Utah congressman pulls federal land transfer bill, but fight to keep federal lands public continuesSo-called “message bill” offered 5 times before had real potential consequences in 10 Western states
| The Denver Post
PUBLISHED: February 2, 2017 at 12:38 pm | UPDATED: February 3, 2017 at 11:42 am
A little more than week after Utah Congressman Jason Chaffetz introduced a bill calling for the disposal of 3.3 million acres of federal land in 10 Western states, the fifth-term Republican announced late Wednesday on Instagram he was withdrawing H.R. 621.
“I’m a proud gun owner, hunter and love our public lands,” he wrote below a photo of himself in camouflage hunting gear, holding his hound. “Groups I support and care about fear it sends the wrong message. I hear you and HR621 dies tomorrow #keepitpublic.”
Chaffetz has introduced the federal land disposal bill five times in his career. Under the Obama Administration, it was largely considered a message bill, an unlikely proposal that coddled core constituents.
But with the uncertainty surrounding the Trump Administration’s position on public lands and the Republican Party platform supporting the conveyance of some federal lands, this year the bill seemed more consequential. Especially after the House of Representatives last month passed a rule change that made it easier to transfer public lands by designating federal land sales as “budget neutral” and eliminating rules that prevented the undervaluing of public lands.
Last week 20 outdoor industry groups — including the influential Outdoor Industry Alliance, the National Wildlife Federation and Backcountry Hunters & Anglers — sent a letter to the 115th Congress blasting the rule change, saying the public lands “shape our national identity” and “are critical to the future of hunting, fishing and wildlife and the sustained economic health of communities bordering these lands.”
The Outdoor Industry Association in Boulder shows the outdoor recreation economy, which leans heavily on accessing public lands, delivers a $646 billion economic impact to the U.S. and employs 6.1 million Americans.

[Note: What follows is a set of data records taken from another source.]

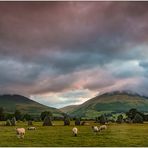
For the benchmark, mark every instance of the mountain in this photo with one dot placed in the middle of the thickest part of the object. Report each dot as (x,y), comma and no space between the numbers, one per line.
(12,102)
(69,108)
(110,102)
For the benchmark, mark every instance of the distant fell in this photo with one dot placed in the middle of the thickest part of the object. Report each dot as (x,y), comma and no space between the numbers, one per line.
(110,102)
(12,102)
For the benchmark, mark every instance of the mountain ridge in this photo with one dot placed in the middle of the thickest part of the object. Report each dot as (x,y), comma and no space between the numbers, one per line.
(117,101)
(12,102)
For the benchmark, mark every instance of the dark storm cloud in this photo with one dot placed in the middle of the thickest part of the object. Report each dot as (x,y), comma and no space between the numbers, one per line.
(52,46)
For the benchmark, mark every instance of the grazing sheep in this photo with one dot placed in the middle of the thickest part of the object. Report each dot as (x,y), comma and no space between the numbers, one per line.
(95,129)
(31,128)
(102,127)
(75,131)
(20,132)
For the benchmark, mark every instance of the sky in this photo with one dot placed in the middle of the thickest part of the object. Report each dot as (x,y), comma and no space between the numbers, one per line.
(63,53)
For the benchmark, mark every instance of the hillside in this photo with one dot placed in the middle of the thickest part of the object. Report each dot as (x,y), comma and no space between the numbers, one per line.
(69,108)
(12,102)
(110,102)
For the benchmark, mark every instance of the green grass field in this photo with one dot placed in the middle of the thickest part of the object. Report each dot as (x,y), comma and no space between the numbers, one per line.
(58,135)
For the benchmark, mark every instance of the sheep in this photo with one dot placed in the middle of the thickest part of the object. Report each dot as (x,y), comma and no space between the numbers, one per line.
(75,131)
(31,128)
(95,129)
(102,127)
(20,132)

Colorado Gov. John Hickenlooper last week told The Denver Post that Colorado should elevate its protection of public lands as an enticement for the Utah-based $45 million Outdoor Retailer summer and winter trade shows, where outdoor industry leaders are growing increasingly frustrated with public lands proposals like Chaffetz’s.
Earlier this week, hundreds of protesters rallied at statehouses in New Mexico and Montana rejecting efforts to transfer the ownership of federal lands.
“I think we are seeing, across all sorts of issues, a grassroots energy really pushing elected officials to stand with their constituents. Public lands allies and sportsmen across the West are fired up about this stuff. This is sort of a red line for them,” said Greg Zimmerman, the deputy director of the Center for Western Priorities. “Outdoor businesses and the outdoor recreation community is recognizing they are big industry and very important to these rural Western economies and we are seeing this Congress really kowtow to oil and gas and coal industries. They’re saying ‘Hey we are the future of the West and our voices need to be heard’ and I like to think Congressman Chaffetz is acknowledging that fact with this decision.”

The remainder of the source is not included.